For this study, the team tried a new approach: They built a machine learning model that uses our understanding of beam dynamics to predict the distribution of particles positions and speeds within the beam, collectively known as the beam's phase space distribution.
To test their ideas, the team used their model to interpret experimental data from the Argonne Wakefield Accelerator at the DOE's Argonne National Laboratory. Including the physics of particle beam dynamics with the experimental data allowed the researchers to accurately reconstruct fine details of the beam using only 10 data points – a task that might take up to 10,000 data points for some machine learning models that don't include a model of beam physics.

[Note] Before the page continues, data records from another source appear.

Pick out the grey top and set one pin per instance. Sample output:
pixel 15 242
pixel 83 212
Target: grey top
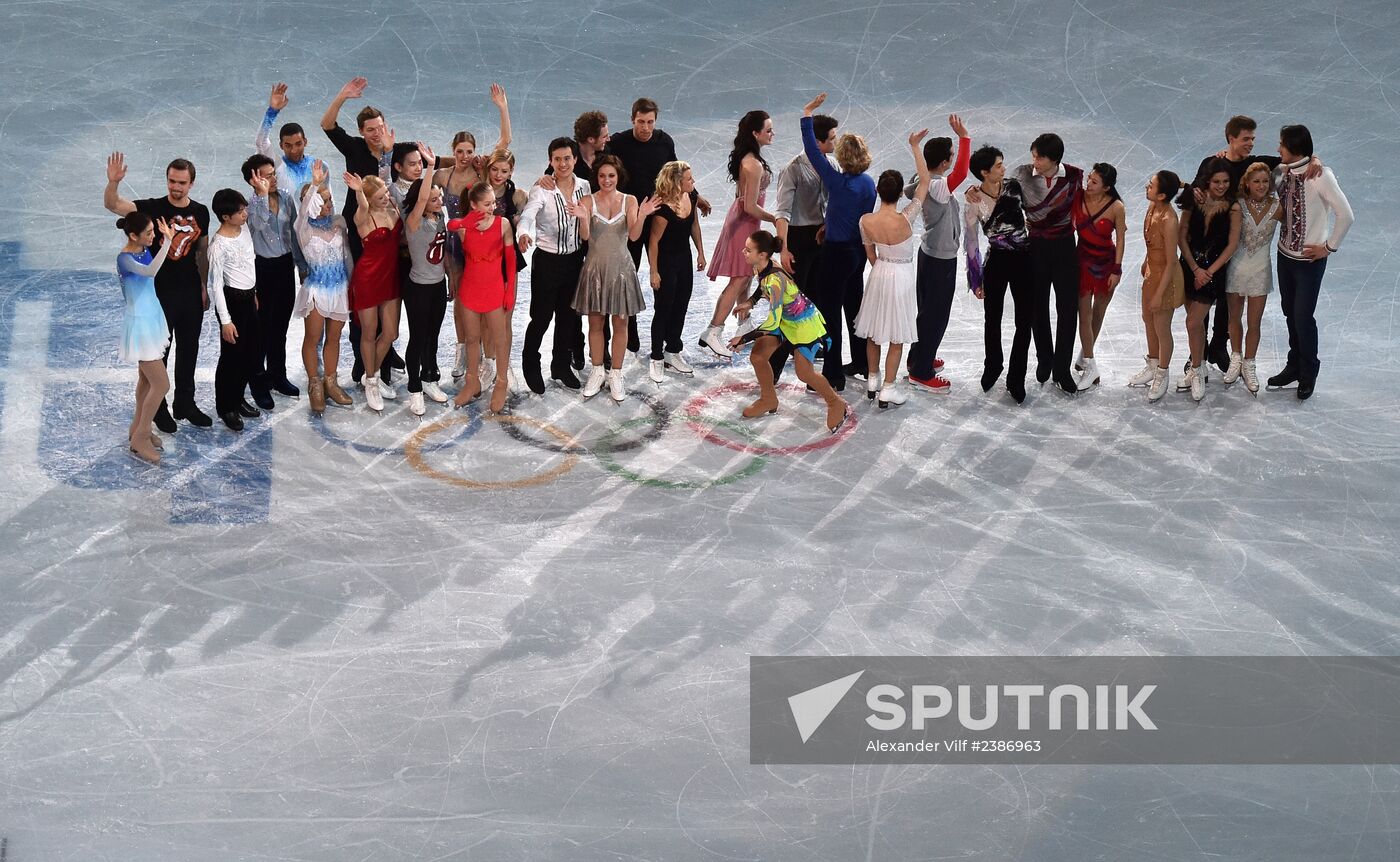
pixel 942 221
pixel 273 232
pixel 608 280
pixel 426 249
pixel 801 199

"Most machine learning models don't directly include any notion of particle beam dynamics to speed up learning and reduce the amount of data required," SLAC accelerator scientist and co-author Auralee Edelen said. "We've shown that we can infer very complicated high-dimensional beam shapes from astonishingly small amounts of data."
The algorithm can currently reconstruct a model of a beam along its up-down and left-right axes, as if the particle bunch were a pancake moving down the accelerator path. This type of reconstruction is called 4D beam phase space. Next, researchers want to demonstrate the algorithm experimentally on reconstructing full 6D phase space distributions, which includes particle positions and speed along the direction in which the beam is traveling.
Overall, the algorithm is a major paradigm shift in the way we analyze experimental accelerator data at facilities today, Roussel said.
"We can now use particle beam data in a more comprehensive, powerful way to improve our scientific goals at accelerators everywhere," he said.